DARPA’s unmanned ship project moves to phase 2

August 26, 2022 Maritime Safety News

The Defense Advanced Research Projects Agency (DARPA) is moving into phase 2 of its No Manning Required Ship (NOMARS) programme, which seeks to build and demonstrate a new medium unmanned surface vessel (MUSV) that can go to sea and reliably perform missions, while carrying a significant payload.

NOMARS has confirmed that there will never be a human on board the vessel while it is at sea – including during underway replenishment events. By eliminating all constraints and requirements associated with humans, NOMARS has opened up the design space to novel ship configurations and capabilities that could not be considered with crewed vessels.

As there is no crew on board to perform maintenance, NOMARS required new approaches for power generation, propulsion, machinery line-up, and control schemes to ensure continuous functionality throughout a long mission in all weather, temperature, and sea states.
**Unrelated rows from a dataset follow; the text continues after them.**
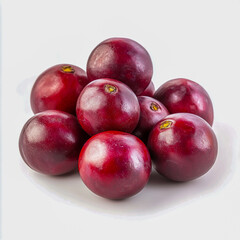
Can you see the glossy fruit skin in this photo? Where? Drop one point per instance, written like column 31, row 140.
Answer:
column 122, row 59
column 58, row 88
column 183, row 95
column 114, row 164
column 50, row 142
column 183, row 147
column 151, row 112
column 149, row 91
column 98, row 109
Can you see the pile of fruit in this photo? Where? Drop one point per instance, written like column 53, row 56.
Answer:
column 111, row 123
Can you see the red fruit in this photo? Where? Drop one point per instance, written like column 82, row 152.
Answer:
column 107, row 104
column 114, row 164
column 183, row 95
column 58, row 88
column 183, row 146
column 149, row 91
column 122, row 59
column 50, row 142
column 151, row 112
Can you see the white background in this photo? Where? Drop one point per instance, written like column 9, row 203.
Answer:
column 199, row 40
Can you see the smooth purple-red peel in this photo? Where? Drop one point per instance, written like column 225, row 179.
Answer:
column 122, row 59
column 50, row 142
column 58, row 88
column 149, row 91
column 183, row 146
column 114, row 164
column 183, row 95
column 107, row 104
column 151, row 112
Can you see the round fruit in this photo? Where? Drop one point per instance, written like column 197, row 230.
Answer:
column 107, row 104
column 50, row 142
column 122, row 59
column 58, row 88
column 183, row 146
column 149, row 91
column 183, row 95
column 114, row 164
column 151, row 112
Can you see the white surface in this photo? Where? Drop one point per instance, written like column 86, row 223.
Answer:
column 199, row 40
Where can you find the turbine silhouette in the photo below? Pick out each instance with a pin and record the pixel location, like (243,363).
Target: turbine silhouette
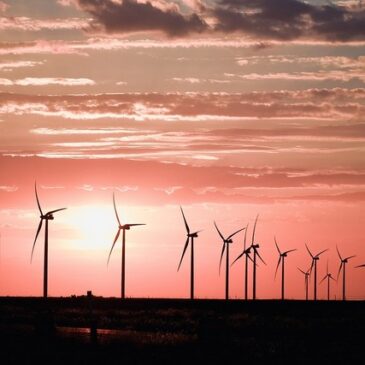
(43,217)
(256,254)
(329,277)
(314,266)
(226,242)
(343,268)
(282,256)
(246,252)
(190,237)
(306,280)
(124,227)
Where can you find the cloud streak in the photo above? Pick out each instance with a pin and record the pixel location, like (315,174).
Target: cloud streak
(283,20)
(46,81)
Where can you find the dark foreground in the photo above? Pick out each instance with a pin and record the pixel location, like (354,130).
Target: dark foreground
(135,331)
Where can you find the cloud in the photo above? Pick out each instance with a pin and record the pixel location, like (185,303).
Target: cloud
(327,104)
(334,75)
(137,16)
(262,20)
(8,189)
(3,7)
(45,81)
(10,65)
(287,20)
(36,25)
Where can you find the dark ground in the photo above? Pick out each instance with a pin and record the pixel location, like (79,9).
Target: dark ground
(57,331)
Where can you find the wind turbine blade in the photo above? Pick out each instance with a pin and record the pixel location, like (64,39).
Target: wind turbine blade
(115,240)
(182,256)
(244,242)
(238,257)
(36,195)
(248,255)
(309,251)
(55,211)
(277,246)
(254,229)
(186,223)
(222,253)
(219,232)
(36,236)
(339,270)
(115,210)
(322,252)
(338,252)
(294,249)
(257,253)
(311,268)
(277,266)
(235,233)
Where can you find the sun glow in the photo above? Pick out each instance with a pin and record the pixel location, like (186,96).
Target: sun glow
(96,225)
“NOMARS plans to demonstrate a next-generation completely unmanned ship that will enable entirely new concepts of operations,” said Gregory Avicola, program manager in DARPA’s Tactical Technology Office. “We will enable methods of deploying and maintaining very large fleets of unmanned surface vessels that can serve as partners, across the globe, for the larger crewed combatants of the U.S. Navy.”

In phase 1, services provider Serco was selected to develop a new Design Space Exploration (DSX) toolset that can evaluate spaces with a variety of parameters and outputs millions of ship designs to meet a diverse set of performance objectives and constraints. Serco used its DSX tool to create a set of ship designs ranging from 170-270 metric tons, then refined those into a single ship for the preliminary design review, which the company dubbed Defiant.
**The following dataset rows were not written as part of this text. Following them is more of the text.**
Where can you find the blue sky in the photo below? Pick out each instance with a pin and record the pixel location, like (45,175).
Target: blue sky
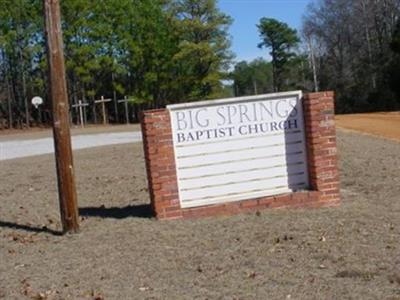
(247,13)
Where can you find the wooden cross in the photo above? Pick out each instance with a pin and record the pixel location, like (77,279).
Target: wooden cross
(82,112)
(125,101)
(103,105)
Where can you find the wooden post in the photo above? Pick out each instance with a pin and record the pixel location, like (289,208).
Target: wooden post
(82,111)
(61,130)
(103,106)
(125,101)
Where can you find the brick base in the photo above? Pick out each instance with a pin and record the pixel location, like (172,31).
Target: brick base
(322,165)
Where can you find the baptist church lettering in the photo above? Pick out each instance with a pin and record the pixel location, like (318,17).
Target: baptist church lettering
(222,121)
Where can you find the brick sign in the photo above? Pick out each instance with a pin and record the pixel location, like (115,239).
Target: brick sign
(241,154)
(234,149)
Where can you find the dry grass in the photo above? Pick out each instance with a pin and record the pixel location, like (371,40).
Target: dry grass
(350,252)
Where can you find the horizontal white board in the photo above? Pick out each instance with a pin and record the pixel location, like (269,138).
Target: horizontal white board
(235,149)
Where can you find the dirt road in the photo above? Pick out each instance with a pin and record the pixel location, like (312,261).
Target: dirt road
(350,252)
(385,125)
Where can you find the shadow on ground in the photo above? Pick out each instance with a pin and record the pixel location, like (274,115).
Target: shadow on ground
(29,228)
(136,211)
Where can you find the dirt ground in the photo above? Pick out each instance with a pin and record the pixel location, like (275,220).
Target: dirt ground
(384,124)
(350,252)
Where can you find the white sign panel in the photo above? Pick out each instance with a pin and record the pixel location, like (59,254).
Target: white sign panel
(239,148)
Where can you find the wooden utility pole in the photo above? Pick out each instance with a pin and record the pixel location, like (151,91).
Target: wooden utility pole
(60,107)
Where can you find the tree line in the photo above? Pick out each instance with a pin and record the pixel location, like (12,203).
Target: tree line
(153,51)
(350,47)
(157,52)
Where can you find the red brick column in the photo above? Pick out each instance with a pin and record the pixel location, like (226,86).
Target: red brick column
(322,165)
(321,145)
(160,164)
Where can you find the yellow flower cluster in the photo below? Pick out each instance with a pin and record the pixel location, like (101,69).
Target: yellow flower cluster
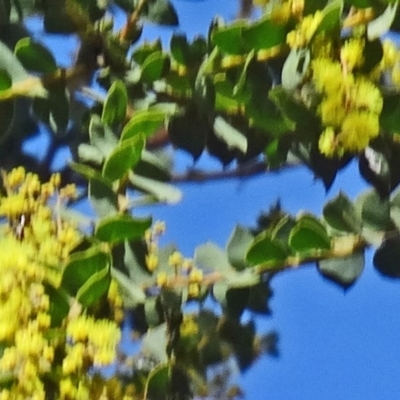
(305,30)
(349,108)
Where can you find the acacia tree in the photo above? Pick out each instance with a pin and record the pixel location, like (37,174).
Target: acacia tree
(309,82)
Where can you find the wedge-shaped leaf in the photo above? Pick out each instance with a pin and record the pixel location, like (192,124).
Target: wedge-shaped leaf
(94,288)
(267,251)
(123,158)
(161,12)
(118,228)
(231,136)
(155,67)
(58,305)
(374,211)
(212,257)
(34,56)
(264,34)
(382,24)
(343,271)
(230,38)
(155,343)
(131,292)
(387,258)
(81,267)
(309,235)
(114,109)
(101,196)
(237,246)
(161,191)
(295,68)
(341,214)
(5,80)
(143,122)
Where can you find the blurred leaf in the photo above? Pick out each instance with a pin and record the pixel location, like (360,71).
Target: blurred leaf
(237,246)
(387,258)
(94,288)
(162,191)
(343,271)
(161,12)
(115,105)
(231,136)
(143,122)
(81,267)
(381,25)
(154,67)
(34,56)
(210,256)
(309,235)
(118,228)
(341,214)
(123,158)
(374,211)
(131,292)
(58,305)
(268,251)
(155,342)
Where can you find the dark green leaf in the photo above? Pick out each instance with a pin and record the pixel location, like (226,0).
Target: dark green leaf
(387,258)
(309,235)
(81,267)
(34,56)
(123,158)
(144,122)
(94,288)
(121,227)
(114,109)
(162,191)
(237,246)
(161,12)
(374,211)
(344,271)
(155,67)
(341,214)
(267,251)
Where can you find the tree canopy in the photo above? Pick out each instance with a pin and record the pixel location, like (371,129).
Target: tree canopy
(312,83)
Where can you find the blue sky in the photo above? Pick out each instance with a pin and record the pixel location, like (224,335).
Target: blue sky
(333,345)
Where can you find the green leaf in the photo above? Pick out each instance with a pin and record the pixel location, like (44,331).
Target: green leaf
(162,191)
(81,267)
(267,251)
(123,158)
(158,383)
(341,215)
(387,258)
(344,271)
(118,228)
(264,34)
(114,109)
(58,305)
(101,196)
(228,134)
(374,211)
(161,12)
(143,122)
(155,67)
(210,256)
(94,288)
(34,56)
(381,25)
(309,235)
(5,80)
(230,38)
(131,292)
(237,246)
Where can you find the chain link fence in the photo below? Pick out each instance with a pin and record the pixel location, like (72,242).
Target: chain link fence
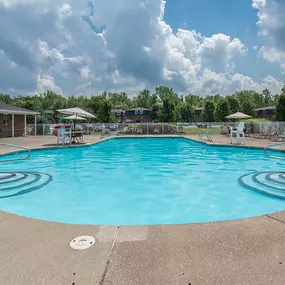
(157,128)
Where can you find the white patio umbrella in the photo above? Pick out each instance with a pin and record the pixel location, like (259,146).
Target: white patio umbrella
(75,118)
(76,111)
(238,116)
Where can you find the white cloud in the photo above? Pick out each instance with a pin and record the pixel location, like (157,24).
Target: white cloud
(271,21)
(125,45)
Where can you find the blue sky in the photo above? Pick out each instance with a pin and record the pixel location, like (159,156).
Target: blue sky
(195,46)
(236,18)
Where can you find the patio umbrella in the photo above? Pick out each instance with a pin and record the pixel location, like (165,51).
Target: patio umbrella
(76,111)
(238,116)
(74,118)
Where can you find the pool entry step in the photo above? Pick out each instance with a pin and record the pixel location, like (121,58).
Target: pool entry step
(22,182)
(270,183)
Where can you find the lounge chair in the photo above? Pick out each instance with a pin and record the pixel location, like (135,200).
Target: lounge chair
(237,134)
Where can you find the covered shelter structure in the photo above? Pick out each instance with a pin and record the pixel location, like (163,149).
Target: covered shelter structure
(13,120)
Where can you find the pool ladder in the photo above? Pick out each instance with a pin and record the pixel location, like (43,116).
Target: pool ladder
(18,147)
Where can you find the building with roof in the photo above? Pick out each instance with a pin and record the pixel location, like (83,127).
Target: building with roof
(265,112)
(13,120)
(119,114)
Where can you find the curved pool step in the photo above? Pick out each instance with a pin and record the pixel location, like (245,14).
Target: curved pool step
(271,183)
(22,182)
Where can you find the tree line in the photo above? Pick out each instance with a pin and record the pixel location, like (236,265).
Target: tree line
(166,105)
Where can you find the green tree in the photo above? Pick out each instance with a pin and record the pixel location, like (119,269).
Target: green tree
(233,104)
(186,112)
(268,98)
(248,108)
(222,110)
(144,99)
(163,92)
(155,111)
(280,108)
(208,113)
(6,98)
(105,112)
(168,111)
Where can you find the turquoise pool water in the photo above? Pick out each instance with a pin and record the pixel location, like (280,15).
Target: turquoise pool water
(138,181)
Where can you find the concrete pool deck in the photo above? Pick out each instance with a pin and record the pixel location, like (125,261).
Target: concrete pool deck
(240,252)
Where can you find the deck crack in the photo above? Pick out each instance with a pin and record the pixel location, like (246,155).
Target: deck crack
(110,255)
(280,221)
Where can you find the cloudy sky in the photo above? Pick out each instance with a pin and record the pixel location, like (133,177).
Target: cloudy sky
(84,47)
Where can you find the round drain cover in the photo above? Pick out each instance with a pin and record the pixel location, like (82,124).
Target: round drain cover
(81,243)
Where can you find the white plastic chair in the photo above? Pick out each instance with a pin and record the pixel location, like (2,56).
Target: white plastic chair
(237,134)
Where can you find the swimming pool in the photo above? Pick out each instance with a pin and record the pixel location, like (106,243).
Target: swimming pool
(137,181)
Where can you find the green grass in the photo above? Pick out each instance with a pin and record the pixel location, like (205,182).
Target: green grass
(196,131)
(255,120)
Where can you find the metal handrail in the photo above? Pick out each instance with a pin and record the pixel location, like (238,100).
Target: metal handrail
(16,146)
(273,156)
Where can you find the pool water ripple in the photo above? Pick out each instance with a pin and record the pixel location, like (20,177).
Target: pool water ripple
(143,181)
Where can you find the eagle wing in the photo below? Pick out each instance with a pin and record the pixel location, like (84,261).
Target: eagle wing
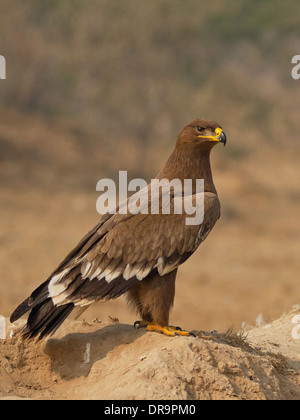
(125,249)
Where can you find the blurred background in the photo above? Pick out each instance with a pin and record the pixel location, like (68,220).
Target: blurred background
(94,87)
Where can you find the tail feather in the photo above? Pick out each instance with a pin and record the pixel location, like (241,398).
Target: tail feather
(37,297)
(45,318)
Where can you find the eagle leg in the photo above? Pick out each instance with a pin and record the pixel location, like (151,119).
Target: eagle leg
(166,330)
In phase 2, Serco will finalise the ship design, build the ship, and work through a series of rigorous testing activities before taking it to sea for a three-month demonstration event. Serco is working with Beier Integrated Systems, Caterpillar, DRS Naval Power Systems, ICE FLOE, Metron, Serco’s Maritime Engineering Operations department, Submergence Group, and Thrustmaster of Texas on the project.

Defiant, a 210-metric ton MUSV-class ship aims to maximise performance, reliability, and maintenance efficiency while still carrying significant payload. The goal is to achieve ultra-reliability objectives by integrating distributed hybrid power generation, podded propulsors, and high-capacity batteries.

A key philosophy of NOMARS is “graceful degradation,” which allows individual equipment to fail over time by having enough system-level redundancy to meet full system requirements at speeds of at least 15 knots after one year at sea.

The major system components of the selected design are modularised, so repairs can be conducted with equipment typically found in yacht-yards worldwide. This maintenance philosophy supports rapid turnaround, allowing the ships to spend a majority of their lifetime at sea performing missions.